Analysis, Modeling, and Simulation (AMS) assessment of Integrated Corridor Management (ICM) on I-15 in San Diego.
Integrated Corridor Management Analysis, Modeling, and Simulation for the I-15 Corridor in San Diego, California: Post-Deployment Assessment Report
The focus of the ICM Post-Deployment assessment was to investigate the impacts of ICM in its "as deployed" state using Analysis, Modeling and Simulation (AMS) tools in San Diego. Macroscopic and microscopic simulation models were used to characterize and estimate the impacts of driver behavior in response to various traffic control strategies and changes in multi-modal options.

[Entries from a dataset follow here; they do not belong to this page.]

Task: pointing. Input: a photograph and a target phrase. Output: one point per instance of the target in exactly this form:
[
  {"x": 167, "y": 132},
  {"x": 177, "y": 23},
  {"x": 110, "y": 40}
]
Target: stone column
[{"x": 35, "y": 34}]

The ICM strategies modeled in the post-deployment AMS analysis included:
- Active decision support system
- Coordinated incident management
- Freeway coordinated ramp metering
- Actionable traveler information (en-route and pre-trip via CMS, a new 511 app, and other commercial sources)

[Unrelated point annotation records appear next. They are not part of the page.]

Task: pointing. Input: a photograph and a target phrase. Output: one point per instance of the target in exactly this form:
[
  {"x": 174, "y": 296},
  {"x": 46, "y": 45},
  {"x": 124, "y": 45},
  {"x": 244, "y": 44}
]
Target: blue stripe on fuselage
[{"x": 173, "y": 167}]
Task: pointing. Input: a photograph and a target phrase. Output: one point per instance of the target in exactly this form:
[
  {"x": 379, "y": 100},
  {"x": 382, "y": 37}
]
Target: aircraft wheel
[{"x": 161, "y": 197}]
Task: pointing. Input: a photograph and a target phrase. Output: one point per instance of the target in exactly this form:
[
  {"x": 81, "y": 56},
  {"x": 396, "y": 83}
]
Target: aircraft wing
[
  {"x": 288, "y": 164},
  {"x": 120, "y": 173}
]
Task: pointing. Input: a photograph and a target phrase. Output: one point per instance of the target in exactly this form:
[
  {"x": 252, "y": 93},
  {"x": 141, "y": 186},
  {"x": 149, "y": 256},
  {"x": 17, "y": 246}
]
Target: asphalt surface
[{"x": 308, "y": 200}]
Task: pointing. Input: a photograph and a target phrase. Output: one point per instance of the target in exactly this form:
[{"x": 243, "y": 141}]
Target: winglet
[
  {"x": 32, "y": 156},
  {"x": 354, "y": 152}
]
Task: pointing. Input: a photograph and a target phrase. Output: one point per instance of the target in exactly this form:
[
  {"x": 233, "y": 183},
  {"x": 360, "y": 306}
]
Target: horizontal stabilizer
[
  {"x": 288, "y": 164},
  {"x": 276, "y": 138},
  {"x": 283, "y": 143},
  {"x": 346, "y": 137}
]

- Upgrades to selected traffic signal systems (new traffic signal coordination timings, responsive traffic signal control)

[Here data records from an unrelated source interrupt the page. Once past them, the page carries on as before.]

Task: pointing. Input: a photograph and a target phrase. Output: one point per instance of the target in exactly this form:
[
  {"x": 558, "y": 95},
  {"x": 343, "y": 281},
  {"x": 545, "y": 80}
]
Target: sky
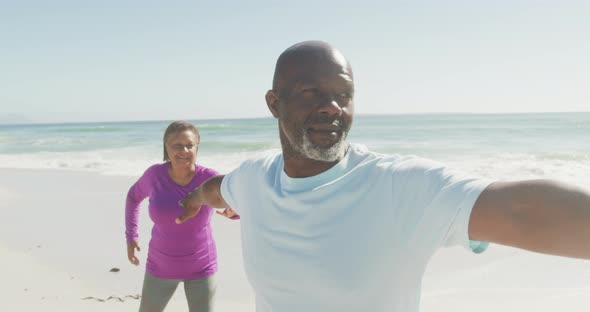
[{"x": 83, "y": 61}]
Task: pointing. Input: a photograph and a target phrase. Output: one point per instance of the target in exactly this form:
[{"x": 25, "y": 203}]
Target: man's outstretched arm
[
  {"x": 208, "y": 193},
  {"x": 537, "y": 215}
]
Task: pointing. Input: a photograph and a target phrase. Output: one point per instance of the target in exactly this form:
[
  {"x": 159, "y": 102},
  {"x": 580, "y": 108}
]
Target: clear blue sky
[{"x": 64, "y": 61}]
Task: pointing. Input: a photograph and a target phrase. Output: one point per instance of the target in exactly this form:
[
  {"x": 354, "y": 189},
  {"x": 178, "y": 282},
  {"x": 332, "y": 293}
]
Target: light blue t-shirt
[{"x": 355, "y": 238}]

- Alternate route wayfinding signs.
AMS aids in the broader goals of ICM Evaluation by providing a framework that can be used to quantify potential and actual benefits of localized ICM strategies. In San Diego, AMS instigated the use of performance measures to inform and refine the response plans. This allowed AMS to provide insights through measurable results, a major factor that can help agencies determine which transportation investments are worthwhile.
Transportation professionals can integrate AMS methodology with ICM decision support systems to facilitate predictive, real-time, and scenario-based operational decision-making. AMS allows agencies to "see around the corner", producing simulations of possible future conditions, allowing agencies to react proactively and manage the transportation corridor as a multimodal system, as opposed to managing individual assets.